“Every year we export millions of dollars' worth of educated children. Those children were our future,” says outer islander Roger Malcolm. 18082304
Dear Editor, Utu Panu seems to have stepped into a hornet’s nest of loathing for the outer islanders.
She or he makes extremely valid points about the situation of the people left living in the outer islands.
I too have read and listened to the expressions of entitlement written by a few bigoted Rarotongans in your newspaper and in public.
Recently, McNair and Tuoro seem bent on bullying Utu Panu for having opinions and writing under a pseudonym.
Just this alone is a valid reason to keep a pseudonym, but maybe a more likely reason is a public service job or family member with a public service job that could be adversely impacted if their names were known.
If McNair and Tuoro need an outer island name to bash, they could use mine.
I totally agree with all that Utu Panu has written and am extremely happy that she or he has chosen to write about an issue that I have been feeling for some time.
I am also an outer islander, a papa’a, and have been living on Atiu with my Atiu family for 40 years. Maybe they could use this information in their next bullying letter?
I can add much more to this debate and I believe it comes from a real outer island perspective.
Much has been made by Wynne, McNair, Scott and many other frequent writers to the Cook Islands News about the current, seemingly unrepresentative number of seats held in parliament by outer islanders and there being a need for a change.
The main beef seems to be that some electorates have as few as 55 voters and some have more than 1000 voters. I couldn’t agree more that this distorts the representation, but I do not agree with any of the solutions suggested so far.
We in the outer islands mostly vote as groupings of families. We want an MP representative who is a part of our larger family group.
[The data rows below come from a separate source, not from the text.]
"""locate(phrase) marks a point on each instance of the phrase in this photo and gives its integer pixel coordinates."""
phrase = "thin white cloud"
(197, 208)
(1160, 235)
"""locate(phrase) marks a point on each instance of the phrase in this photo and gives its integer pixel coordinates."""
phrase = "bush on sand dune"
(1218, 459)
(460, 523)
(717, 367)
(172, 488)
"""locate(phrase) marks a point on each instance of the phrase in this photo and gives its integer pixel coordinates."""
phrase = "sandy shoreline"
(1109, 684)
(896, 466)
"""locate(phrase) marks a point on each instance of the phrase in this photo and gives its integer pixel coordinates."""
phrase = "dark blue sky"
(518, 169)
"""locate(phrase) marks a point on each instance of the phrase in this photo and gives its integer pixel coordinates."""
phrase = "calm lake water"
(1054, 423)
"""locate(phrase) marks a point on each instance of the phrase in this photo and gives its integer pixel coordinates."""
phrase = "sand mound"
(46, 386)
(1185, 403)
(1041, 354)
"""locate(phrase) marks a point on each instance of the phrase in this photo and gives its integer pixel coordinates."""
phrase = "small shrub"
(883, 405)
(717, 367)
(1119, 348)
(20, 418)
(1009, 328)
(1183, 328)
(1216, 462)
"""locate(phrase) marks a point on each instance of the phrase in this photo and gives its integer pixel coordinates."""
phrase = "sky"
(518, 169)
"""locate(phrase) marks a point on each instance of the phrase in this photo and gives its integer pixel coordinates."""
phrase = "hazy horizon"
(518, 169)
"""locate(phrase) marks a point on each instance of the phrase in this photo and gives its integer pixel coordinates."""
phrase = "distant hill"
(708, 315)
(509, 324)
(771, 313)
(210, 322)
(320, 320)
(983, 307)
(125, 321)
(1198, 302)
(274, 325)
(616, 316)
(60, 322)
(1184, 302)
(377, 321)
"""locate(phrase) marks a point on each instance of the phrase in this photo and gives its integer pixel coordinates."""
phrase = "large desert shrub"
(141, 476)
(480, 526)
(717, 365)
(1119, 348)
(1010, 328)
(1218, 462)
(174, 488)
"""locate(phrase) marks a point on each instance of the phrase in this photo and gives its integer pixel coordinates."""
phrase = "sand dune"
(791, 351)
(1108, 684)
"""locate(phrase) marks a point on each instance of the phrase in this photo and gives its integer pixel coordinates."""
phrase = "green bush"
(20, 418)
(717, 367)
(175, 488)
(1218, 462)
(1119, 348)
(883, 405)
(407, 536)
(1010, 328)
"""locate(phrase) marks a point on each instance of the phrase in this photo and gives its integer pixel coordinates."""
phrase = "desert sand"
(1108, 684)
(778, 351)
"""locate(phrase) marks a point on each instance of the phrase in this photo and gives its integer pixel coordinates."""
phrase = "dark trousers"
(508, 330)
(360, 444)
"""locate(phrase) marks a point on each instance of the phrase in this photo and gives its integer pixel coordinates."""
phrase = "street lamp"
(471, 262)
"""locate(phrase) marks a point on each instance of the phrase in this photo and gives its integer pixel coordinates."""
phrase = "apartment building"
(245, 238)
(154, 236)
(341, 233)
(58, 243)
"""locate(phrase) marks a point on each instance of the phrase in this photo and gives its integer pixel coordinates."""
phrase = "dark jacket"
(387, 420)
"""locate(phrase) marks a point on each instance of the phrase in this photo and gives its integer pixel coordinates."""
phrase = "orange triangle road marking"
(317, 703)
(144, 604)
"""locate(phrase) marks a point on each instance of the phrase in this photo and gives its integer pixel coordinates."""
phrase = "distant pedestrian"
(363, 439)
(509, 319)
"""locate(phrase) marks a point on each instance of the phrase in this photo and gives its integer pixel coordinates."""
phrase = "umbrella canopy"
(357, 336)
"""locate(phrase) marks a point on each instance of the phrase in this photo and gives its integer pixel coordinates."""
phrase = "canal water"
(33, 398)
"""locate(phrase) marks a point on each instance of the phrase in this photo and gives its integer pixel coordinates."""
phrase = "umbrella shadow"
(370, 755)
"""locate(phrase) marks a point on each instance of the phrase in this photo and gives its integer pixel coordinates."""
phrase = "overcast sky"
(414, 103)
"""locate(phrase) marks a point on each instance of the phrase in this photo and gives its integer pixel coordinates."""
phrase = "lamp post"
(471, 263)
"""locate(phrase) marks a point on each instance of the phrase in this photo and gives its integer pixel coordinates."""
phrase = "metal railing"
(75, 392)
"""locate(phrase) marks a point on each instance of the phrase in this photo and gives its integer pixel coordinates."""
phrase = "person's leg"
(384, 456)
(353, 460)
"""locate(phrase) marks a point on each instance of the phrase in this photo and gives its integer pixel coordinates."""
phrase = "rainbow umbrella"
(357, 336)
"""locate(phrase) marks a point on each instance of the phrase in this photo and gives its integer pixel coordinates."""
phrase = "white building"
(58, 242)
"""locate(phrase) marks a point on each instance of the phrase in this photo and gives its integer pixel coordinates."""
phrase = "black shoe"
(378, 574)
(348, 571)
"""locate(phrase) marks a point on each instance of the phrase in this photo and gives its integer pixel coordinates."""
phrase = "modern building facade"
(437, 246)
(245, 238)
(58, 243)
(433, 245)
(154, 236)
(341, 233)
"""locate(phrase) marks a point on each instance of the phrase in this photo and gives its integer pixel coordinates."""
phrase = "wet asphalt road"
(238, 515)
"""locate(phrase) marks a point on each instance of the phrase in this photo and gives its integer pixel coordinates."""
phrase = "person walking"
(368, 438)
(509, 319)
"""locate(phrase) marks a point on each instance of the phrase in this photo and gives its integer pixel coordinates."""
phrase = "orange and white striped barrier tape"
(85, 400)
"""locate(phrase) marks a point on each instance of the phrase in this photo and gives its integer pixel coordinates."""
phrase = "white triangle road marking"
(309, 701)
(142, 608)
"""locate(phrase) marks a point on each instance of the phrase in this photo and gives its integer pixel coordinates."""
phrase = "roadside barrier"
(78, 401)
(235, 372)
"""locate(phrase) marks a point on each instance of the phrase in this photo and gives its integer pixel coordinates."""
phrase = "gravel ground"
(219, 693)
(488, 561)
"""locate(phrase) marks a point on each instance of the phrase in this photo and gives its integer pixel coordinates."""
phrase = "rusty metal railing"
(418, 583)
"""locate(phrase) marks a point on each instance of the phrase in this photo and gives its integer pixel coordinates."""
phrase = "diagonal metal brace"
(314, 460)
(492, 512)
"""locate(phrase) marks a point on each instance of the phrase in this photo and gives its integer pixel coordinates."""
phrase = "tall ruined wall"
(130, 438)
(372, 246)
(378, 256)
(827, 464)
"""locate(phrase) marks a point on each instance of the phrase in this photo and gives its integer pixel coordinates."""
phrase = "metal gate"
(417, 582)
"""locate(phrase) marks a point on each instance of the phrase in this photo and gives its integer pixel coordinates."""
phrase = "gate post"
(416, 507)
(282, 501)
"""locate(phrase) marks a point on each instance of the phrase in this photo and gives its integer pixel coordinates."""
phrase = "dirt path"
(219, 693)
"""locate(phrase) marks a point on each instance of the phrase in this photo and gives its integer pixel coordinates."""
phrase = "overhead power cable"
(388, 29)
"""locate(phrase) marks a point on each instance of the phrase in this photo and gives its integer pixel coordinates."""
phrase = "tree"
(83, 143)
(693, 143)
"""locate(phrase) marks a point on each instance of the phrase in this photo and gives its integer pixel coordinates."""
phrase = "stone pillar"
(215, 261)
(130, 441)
Rarotongans appear to vote the same way. If we accept this, then today, on Rarotonga, probably more than half the voters cannot do the same. They are the outer islanders living on Rarotonga.
They often have to vote for an MP representing a Rarotonga family that has no family connection to them at all.
This means that when they have a problem, who do they go to? Not the Rarotongan MP they voted for. It is almost always the MP from the outer island they came from. This MP is an MP they cannot vote for. For some their hearts are still in the outer islands.
Just before election day, outer islanders living in Rarotonga spend Bluesky and Air Raro dollars trying to persuade the few voters still in the outer islands to vote for the candidate they want, so desperate are they for an MP that represents them. Mostly in the end it is wasted effort and they remain unrepresented.
A better system would be to allow outer islanders with land and family connections in the outer islands the option to choose between being on the roll of their electorate in Rarotonga or the island they have land on and identify with.
I am sure this would even out the numbers of voters in each of the existing 24 electorates. End of that beef, but I am sure they will find others.
Another beef some of your letter writers keep spewing in our direction is that so few tax dollars come from the outer islands for the amount contributed.
Utu Panu explains this very well. He said it wasn’t always the same. In the past the outer islands contributed their fair share and unfortunately this all got spent on making Rarotonga a capital for the Cook Islands.
It is time for this to be turned around. It is payback time for the outer islands’ long one-sided tax contribution. Yay!
A further thought, statistics are often distorted because of omissions. VAT is collected and paid in Rarotonga on goods imported from overseas even when it is bought by or eventually destined for the outer islands.
In reality that tax was paid by outer islanders, not by Rarotongans, and should be included in the outer island tax statistics.
Another issue is outer island shipping and air transport. These are outer island businesses. Their tax contribution is from the outer islands.
If you don’t believe this, take away the outer islands. Then they don’t exist. No more Air Rarotonga, Transam Shipping, Taio Shipping and Tiare Taporo. They too should be included in the outer island tax statistics.
While we are on the subject of air transport, let’s think of the Air New Zealand $12 million subsidy to support LA and Sydney air connections.
We have ignored the Tahiti air connection to Rarotonga. Who subsidises this? Why, it’s Air Rarotonga, and thus indirectly by airfares paid by outer islanders. In effect, outer islanders subsidise this link alone. More distortion in the statistics.
Finally in this letter I want to state the bleeding obvious.
The real exports from the outer islands are huge. They come from an industry that destroys the soul of the outer islands.
Every year we export millions of dollars’ worth of educated children.
Each one is worth over a million in education alone, without even considering the food and shelter given to get them to a working age.
We even pay for them to go to job expos in Rarotonga and Rarotongans think they are doing us a favour. They helped build Rarotonga, not the outer islands.
Those children were our future. We are rapidly descending into islands of grandparents and grandchildren. Not far to total depopulation now.